Single JSON File Modification

If your metadata is in one JSON file for all images, add this method to the FolderMetadataProcessor class:
def load_single_json_metadata(self, json_file: str, folder_path: str) -> Dict[str, Dict[str, Any]]:
    """Load metadata from a single JSON file containing all image metadata."""
    print(f"📖 Loading metadata from single JSON file: {json_file}")
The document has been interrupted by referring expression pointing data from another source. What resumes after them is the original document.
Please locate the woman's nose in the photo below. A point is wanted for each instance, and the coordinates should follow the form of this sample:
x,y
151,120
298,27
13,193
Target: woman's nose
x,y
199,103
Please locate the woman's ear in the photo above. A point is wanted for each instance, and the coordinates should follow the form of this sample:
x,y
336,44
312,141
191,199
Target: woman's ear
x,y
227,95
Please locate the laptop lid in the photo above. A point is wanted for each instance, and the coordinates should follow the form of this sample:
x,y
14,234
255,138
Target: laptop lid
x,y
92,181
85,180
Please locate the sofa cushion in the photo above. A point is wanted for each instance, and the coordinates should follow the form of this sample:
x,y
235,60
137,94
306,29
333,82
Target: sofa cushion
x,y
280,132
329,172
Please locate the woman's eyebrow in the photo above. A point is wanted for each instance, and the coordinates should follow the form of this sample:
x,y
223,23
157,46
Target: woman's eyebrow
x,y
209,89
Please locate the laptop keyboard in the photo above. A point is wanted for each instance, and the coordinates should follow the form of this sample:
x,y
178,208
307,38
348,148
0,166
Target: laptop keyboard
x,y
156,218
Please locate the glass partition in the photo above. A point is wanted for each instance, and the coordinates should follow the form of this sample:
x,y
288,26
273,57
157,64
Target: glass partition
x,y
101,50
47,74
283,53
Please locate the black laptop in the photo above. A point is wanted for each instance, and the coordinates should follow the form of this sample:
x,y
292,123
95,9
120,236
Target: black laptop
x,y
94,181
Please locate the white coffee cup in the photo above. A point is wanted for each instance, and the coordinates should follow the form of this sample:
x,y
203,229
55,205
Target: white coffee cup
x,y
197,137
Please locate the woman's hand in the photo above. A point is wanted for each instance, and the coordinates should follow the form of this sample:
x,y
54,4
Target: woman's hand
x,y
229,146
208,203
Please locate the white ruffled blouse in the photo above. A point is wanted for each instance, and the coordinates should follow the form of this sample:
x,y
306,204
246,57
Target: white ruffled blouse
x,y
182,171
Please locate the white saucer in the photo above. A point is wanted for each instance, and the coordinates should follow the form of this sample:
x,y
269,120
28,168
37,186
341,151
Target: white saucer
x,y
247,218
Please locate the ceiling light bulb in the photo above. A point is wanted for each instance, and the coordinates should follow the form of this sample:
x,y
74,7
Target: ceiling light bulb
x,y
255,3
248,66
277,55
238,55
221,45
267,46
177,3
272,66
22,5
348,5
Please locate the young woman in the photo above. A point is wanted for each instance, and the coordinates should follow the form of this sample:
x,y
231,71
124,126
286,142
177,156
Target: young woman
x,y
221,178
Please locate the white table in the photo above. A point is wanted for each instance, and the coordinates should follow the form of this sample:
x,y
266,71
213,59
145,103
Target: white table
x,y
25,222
    with open(json_file, 'r', encoding='utf-8') as f:
        data = json.load(f)

    # Handle dictionary format: {filename: {metadata}}
    if isinstance(data, dict):
        metadata_by_file = data
    # Handle array format: [{filename: ..., field: value, ...}]
    elif isinstance(data, list):
        metadata_by_file = {}
        for item in data:
            filename = item.get('filename') or item.get('file_name')
            if filename:
                item_copy = {k: v for k, v in item.items() if k not in ['filename', 'file_name']}
                metadata_by_file[filename] = item_copy

    # Verify images exist
    folder = Path(folder_path)
    valid_metadata = {}
    for filename, metadata in metadata_by_file.items():
        if (folder / filename).exists():
            valid_metadata[filename] = metadata

    print(f"   ✅ Loaded metadata for {len(valid_metadata)} images")
    return valid_metadata
Usage: In process_workflow(), replace the scan/load section with:
# Replace this:
pairs = self.scan_folder(folder_path)
metadata_by_file = self.load_metadata_files(pairs)

# With this:
metadata_by_file = self.load_single_json_metadata('/path/to/metadata.json', folder_path)
I